My description of what I think Merlin's thoughts on Uther are, and Uther's irrational hatred of magic.

R&R? I know you love me. :)


Being Arthur's lackey was nothing to get particularly excited about; Arthur was The Once and Future King of Camelot, and Merlin was a peasant from a different kingdom. It's not that he was ashamed of being a servant, because he honestly wasn't. It was saving Arthur's life time and time again, getting no credit whatsoever because he couldn't take it, because Uther Pendragon hated magic and the people and creatures that came from it and practiced it more than anything else. It was being required to hide who he truly was out of the fear of dying. The second any royal in Uther's court had an inkling that Merlin practiced magic, his head would be off. They were very few people Merlin had the pleasure of encountering that shared his ability, and fewer still of those who could understand the burden he carried. Yet, even he understood there were many who had it worse. There were the sorcerers who were hunted in every corner of the five kingdoms, forced away from all they loved and into hiding - here he thought of Balinor, of course; his reunion with his father was far too short lived. There were those who fell prey to bounty hunters, caged and sold to Uther like they were nothing more than a prized chicken, and those cursed to terrible fates for innocent and unintentional mistakes.

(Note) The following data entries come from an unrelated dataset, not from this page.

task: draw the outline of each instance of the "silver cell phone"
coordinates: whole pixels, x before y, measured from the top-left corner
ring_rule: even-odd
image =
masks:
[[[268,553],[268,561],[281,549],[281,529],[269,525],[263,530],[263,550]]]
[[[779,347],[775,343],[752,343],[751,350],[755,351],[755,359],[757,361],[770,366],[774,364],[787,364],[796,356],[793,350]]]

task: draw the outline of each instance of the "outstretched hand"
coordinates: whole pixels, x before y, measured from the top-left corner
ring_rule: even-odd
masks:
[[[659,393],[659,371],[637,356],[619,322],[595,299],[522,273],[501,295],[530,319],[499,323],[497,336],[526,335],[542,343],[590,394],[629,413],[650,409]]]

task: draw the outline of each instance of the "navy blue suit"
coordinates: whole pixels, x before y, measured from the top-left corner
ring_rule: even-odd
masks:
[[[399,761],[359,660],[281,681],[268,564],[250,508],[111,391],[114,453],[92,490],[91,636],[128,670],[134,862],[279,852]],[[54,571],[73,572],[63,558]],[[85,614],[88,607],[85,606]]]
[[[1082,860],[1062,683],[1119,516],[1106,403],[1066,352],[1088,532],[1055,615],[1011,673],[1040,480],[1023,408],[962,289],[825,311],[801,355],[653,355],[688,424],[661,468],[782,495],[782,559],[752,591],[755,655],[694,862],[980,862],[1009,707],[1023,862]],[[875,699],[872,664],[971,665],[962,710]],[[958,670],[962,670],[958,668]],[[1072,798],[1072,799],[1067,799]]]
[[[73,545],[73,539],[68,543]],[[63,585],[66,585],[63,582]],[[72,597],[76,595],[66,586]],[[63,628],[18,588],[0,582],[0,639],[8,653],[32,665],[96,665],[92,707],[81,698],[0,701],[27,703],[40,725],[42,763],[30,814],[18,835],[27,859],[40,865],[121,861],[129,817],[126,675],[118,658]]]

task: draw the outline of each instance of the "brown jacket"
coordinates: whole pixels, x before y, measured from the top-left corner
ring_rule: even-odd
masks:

Years before Merlin came to Camelot, when Merlin was merely an infant, Uther brought about the Great Purge; he executed everyone who practiced magic or anyone simply suspected of doing so. He believed that magic was what made people evil; he believed it warped and manipulated a person so much that goodness no longer touched them, but Merlin knew the truth; the ability didn't make a person evil. Everyone has goodness and evil inside of them, and those who choose to act on the evil and push the goodness aside were the ones that practiced dark magic. The magic is only as good as the person who holds it.

While Merlin himself didn't originally know what fueled Uther's hatred, Analise, whose specialty in magic was memory charms and unlocking the secrets of another's mind, eventually clued him in.

When Uther wanted an heir that his wife couldn't give him, Nimueh, Uther's friend at the time, used magic to give him just that. Uther's wife Ygraine died giving birth to Arthur; that was the balance of the universe. In order to create a life, in this instance, Arthur's, there had to be a death in its place, that of Ygraine. Convinced Nimueh had done this intentionally, or something of the like, Uther became furious, seeking retribution for his wife's death, which was the very start of the Great Purge.

It all gave Merlin ample reason to hate Uther, and rightfully so.

But he didn't. No, truly, deep down, he knew he didn't hate Uther.

Merlin couldn't believe that the single occasion of a misuse in magic justified the killing of hundreds of sorcerers and brilliant creatures of magic and an outright hatred of the entire practice, but he soon learned for himself that when someone takes away the woman a man loves, there's nothing he wouldn't do to get her back.